A raíz precisamente de estos desencuentros, el presidente Luis Echeverría expide en ese año (1973) la Ley Federal de Educación, donde se les empieza a otorgar mayor participación a los padres de familia para asegurar una mejor coordinación y diálogo entre todos los integrantes de la comunidad escolar.
Esta controversia sobre la decisión de a quién corresponde la educación sexual de los niños y jóvenes, ha quedado supeditada más a la capacidad de atención que a los conocimientos mismos de quienes se suponen deben impartirla. Y es que hay que reconocerlo, tan difícil es para un docente abordar esta temática y atender las inquietudes tan disímbolas con un grupo de 40 ó 50 alumnos, como lo es también para los padres a quienes el trabajo diario les deja muy poco espacio para ello.
Por otra parte, dentro de esta cuarta revolución industrial que ya estamos viviendo, donde los menores son nativos tecnológicos natos, el enfoque de esta añeja discusión sobre la paternidad educativa obliga ahora a darle un viraje para lidiar con el hecho que, además de los docentes y los padres de familia, el internet y las redes sociales han entrado con mucha fuerza como una tercer figura, una que se presenta además con mayor accesibilidad para los niños y jóvenes.

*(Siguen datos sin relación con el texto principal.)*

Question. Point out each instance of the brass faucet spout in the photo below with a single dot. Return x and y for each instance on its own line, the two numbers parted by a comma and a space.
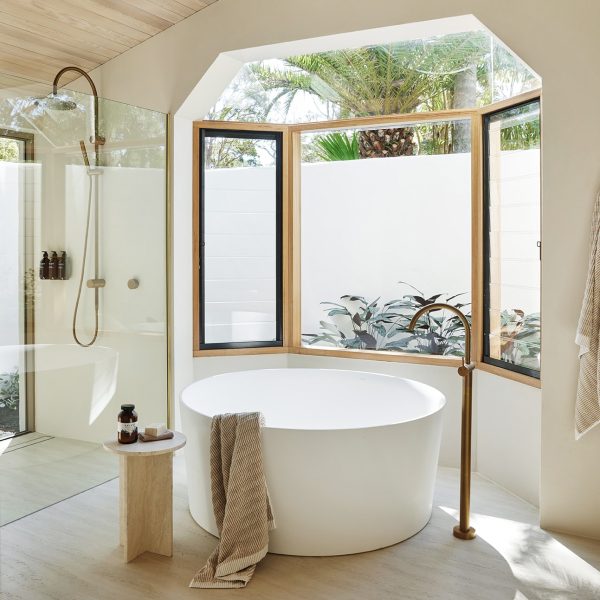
462, 530
443, 306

La información a la que ahora están expuestos los menores, lejos de contribuir a una formación adecuada, los sumerge en un escenario donde están indefensos a caer en la pornografía y el libertinaje, para lo cual no vemos ningún freno o contrapeso moral. Ante esta situación, si bien es necesario que dentro de su educación sexual los menores conozcan las cosas por su nombre (sin apodos ni eufemismos o rodeos) y que sean conscientes y respetuosos de las diversidad sexual, los padres de familia o tutores tienen hoy una doble responsabilidad, pues no basta con pugnar por su adecuada orientación en los libros de texto, sino más difícil aún, será lograr que dichos contenidos temáticos no sean tergiversados o deformados por todo lo que circula en internet.
El darle a un menor una computadora, un celular o una tableta, es algo que como adultos, nos obligará siempre a estar atentos para supervisar y poder orientar. Es sin duda una gran responsabilidad… pero el esfuerzo bien vale la pena no lo cree Usted?